Ha muerto ¡Qué serio es esto!
                Dios

Una vez más no sé por qué lo digo

Quisiera seguir la corriente de los ríos


Pocas veces el ubi sunt ha alcanzado tan grande vibración en la poesía cubana como en este poema. Barnet se supera a sí mismo, sin embargo, en “¿Dónde están?”, en que renuncia al tono coloquial empleado en “Así, la muerte”, y donde el verso aparece con un esplendor trascendental —entre senequismo y posvanguardia— que hay que enfrentarse a ellos para impedir que se nos conviertan en entrañable ritornello:

¿Dónde están?
¿Qué ventana se abrió para dejarlos ir?
¿A qué amanecida primavera han acudido?
¿Qué sangre premiada brotó de sus yemas?
    si no sabían leer, ni escribir,
    ni morir compartiendo la vida
    desanimada,
    ni apegarse a las cosas porque
    eran ágiles como algunos pasos
    fugaces de gaviota


Se trata, a mi juicio, de uno de los tonos de más honda legitimidad en Barnet.

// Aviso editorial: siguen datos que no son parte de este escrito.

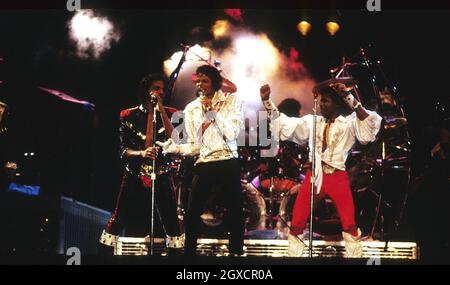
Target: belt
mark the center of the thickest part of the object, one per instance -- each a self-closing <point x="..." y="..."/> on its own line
<point x="327" y="169"/>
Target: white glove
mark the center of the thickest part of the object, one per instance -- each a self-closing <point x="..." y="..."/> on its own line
<point x="168" y="146"/>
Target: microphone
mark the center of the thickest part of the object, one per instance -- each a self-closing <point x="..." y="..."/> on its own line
<point x="185" y="46"/>
<point x="199" y="92"/>
<point x="348" y="81"/>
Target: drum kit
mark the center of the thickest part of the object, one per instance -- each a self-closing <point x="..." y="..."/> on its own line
<point x="379" y="172"/>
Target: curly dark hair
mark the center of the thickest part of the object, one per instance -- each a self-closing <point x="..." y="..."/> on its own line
<point x="146" y="82"/>
<point x="213" y="74"/>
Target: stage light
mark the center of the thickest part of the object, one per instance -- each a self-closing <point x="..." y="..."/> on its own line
<point x="304" y="27"/>
<point x="332" y="27"/>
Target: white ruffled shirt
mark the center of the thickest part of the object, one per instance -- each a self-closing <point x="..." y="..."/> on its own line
<point x="219" y="141"/>
<point x="343" y="133"/>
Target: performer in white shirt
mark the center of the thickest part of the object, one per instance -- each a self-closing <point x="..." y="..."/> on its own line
<point x="212" y="123"/>
<point x="335" y="136"/>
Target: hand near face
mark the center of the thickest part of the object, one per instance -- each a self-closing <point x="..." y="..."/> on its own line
<point x="264" y="91"/>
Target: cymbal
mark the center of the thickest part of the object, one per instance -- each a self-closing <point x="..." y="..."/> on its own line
<point x="394" y="122"/>
<point x="348" y="81"/>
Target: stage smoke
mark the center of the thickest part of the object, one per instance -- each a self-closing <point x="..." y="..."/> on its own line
<point x="250" y="60"/>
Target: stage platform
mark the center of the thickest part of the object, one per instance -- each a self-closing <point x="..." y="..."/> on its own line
<point x="274" y="248"/>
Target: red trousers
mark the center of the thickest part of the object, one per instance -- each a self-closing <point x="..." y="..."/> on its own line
<point x="337" y="187"/>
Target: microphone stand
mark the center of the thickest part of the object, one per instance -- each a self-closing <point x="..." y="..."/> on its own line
<point x="313" y="175"/>
<point x="174" y="75"/>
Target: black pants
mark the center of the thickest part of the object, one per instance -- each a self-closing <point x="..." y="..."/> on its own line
<point x="133" y="208"/>
<point x="225" y="174"/>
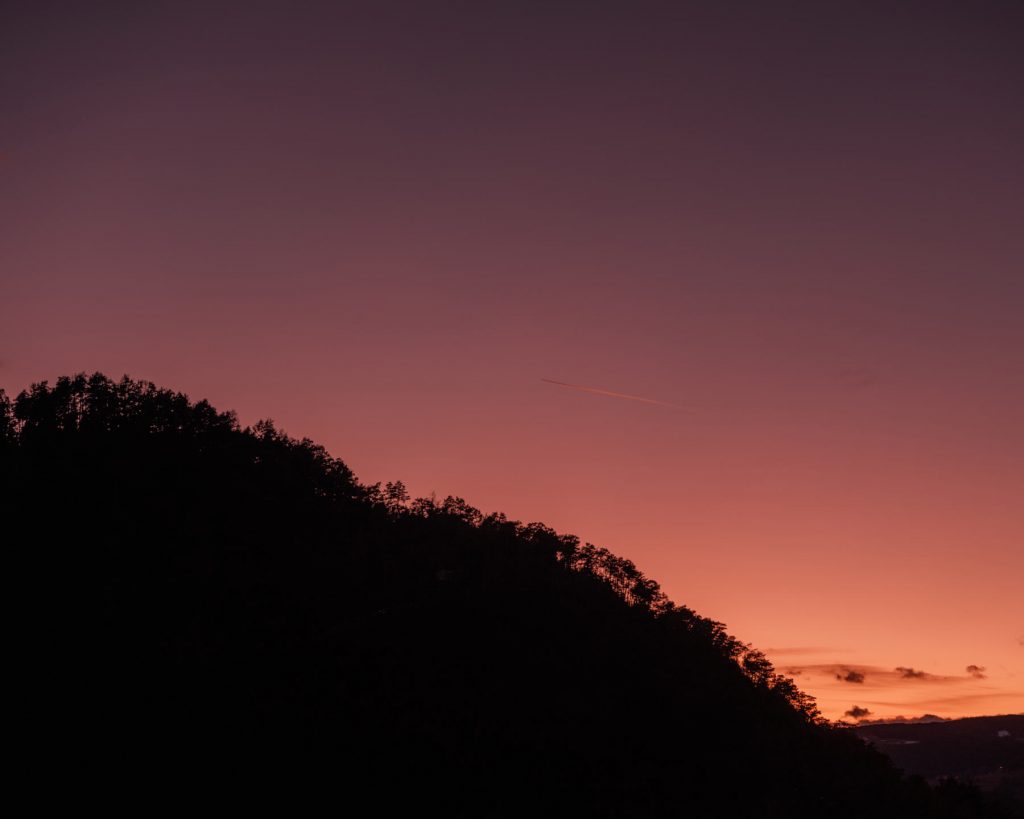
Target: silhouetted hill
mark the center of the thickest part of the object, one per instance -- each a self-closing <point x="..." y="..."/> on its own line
<point x="200" y="602"/>
<point x="988" y="750"/>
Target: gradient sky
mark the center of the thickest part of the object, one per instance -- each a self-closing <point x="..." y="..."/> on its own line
<point x="795" y="228"/>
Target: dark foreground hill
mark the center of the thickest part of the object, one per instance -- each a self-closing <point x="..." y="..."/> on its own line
<point x="202" y="603"/>
<point x="988" y="750"/>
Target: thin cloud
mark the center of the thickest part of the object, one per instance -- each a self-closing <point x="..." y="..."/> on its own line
<point x="871" y="676"/>
<point x="611" y="394"/>
<point x="911" y="674"/>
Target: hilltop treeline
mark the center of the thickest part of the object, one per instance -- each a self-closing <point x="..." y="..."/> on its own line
<point x="198" y="596"/>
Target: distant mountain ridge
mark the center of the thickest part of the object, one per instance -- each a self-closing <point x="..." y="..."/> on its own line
<point x="925" y="718"/>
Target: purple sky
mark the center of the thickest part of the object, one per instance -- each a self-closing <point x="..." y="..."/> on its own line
<point x="384" y="224"/>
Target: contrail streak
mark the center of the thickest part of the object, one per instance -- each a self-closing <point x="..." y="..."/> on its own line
<point x="612" y="394"/>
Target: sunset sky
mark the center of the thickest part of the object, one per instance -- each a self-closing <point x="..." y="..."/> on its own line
<point x="456" y="242"/>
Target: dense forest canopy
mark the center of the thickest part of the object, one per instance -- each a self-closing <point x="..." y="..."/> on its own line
<point x="217" y="593"/>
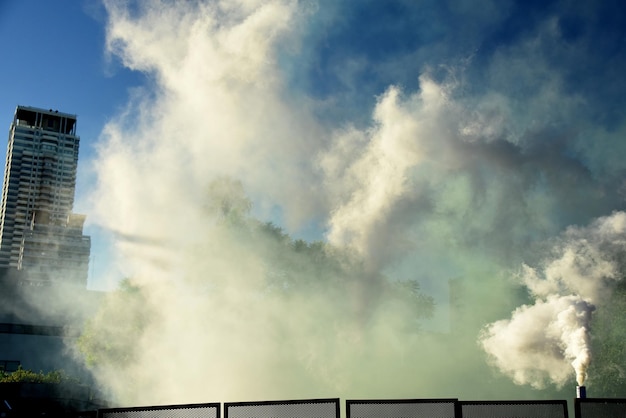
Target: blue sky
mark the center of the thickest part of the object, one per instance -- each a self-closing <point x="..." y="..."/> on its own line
<point x="56" y="60"/>
<point x="549" y="71"/>
<point x="437" y="140"/>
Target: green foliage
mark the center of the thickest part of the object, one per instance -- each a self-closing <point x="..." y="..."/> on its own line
<point x="28" y="376"/>
<point x="607" y="372"/>
<point x="331" y="284"/>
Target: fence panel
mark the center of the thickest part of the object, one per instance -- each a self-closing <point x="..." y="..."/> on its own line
<point x="310" y="408"/>
<point x="600" y="408"/>
<point x="401" y="408"/>
<point x="204" y="410"/>
<point x="518" y="409"/>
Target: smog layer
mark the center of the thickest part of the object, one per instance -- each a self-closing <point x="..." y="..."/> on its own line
<point x="359" y="199"/>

Más allá de la fascinación por los seres humanos, trascendiendo incluso la percepción multicultural de la isla, lejos de las múltiples herencias estilísticas, hay momentos en Botella al mar que nos revelan al poeta recóndito que habla, sí, para nosotros, pero sobre todo para sí mismo. Es un tono que, de modo sofrenado, apunta aquí y allá y se vincula con otra temática de gran intensidad en la poesía de Barnet, la de su diálogo interno con Cuba, como cuando en “Patria” escribe piano, pianissimo que
 
Y mi corazón me entiende
Y yo sé que a mi lado, en los pueblos, lejos, en el campo
hay una fuerza como el viento
que está dispuesta a defender la vida


Botella al mar entraña ese viaje existencial de infinitas distancias. Libro de libros, resulta por completo ilustrativa de la trayectoria misma de un poeta que, tal vez, ha sido víctima del Barnet narrador y antropólogo, tanto que la lectura de Botella al mar obliga a pensar que  la crítica cubana está obligada todavía a indagar realmente su poesía en la multiplicidad de sus lenguajes, en su afán irrestricto de palpar la experiencia humana y dialogarla. Nos falta, digo, leer de nuevo la poesía de Barnet —pero no solo de este libro—. Y no me excluyo de esa fragilidad general de nuestra crítica, más peligrosa cuanto se advierte tanto sus meandros de silencio, su poco calado y su torpeza en tantos otros poetas de relieve: Emilio Ballagas, Eugenio Florit, Gastón Baquero, Ángel Escobar, Raúl Hernández Novás. Pasaron cincuenta años de República para que se escribiese Lo cubano en la poesía, piedra fundacional para una historia de la lírica cubana, espléndido, pero clauso; abarcador, pero que solo alcanza hasta un momento del devenir literario de la isla. Cincuenta años después del ensayo mayor de Cintio Vitier, nos asedia de nuevo la incuria de la incomprensión, la pereza intelectual, la perversión del gusto literario. Si se vuelve a detener por completo nuestra voluntad de comprender el trayecto de lo poético cubano, no solo perdemos el rostro de nuestra cultura, sino que amputamos también la historia a secas de la patria. Sé que a ciertas estrecheces de mente este no ha de parecerles un prólogo, porque he hablado de problemas generales de la lírica cubana. Nada más erróneo: cuando se valora la obra de un poeta, se habla de toda la savia vital de la nación. Nos hace falta a todos, en la indagación contemporánea de la poesía insular, hacer exactamente lo que en este libro pide Barnet: no escatimar el pan, el mantel en la mesa, el vino que ha de colorear aún nuestra cultura.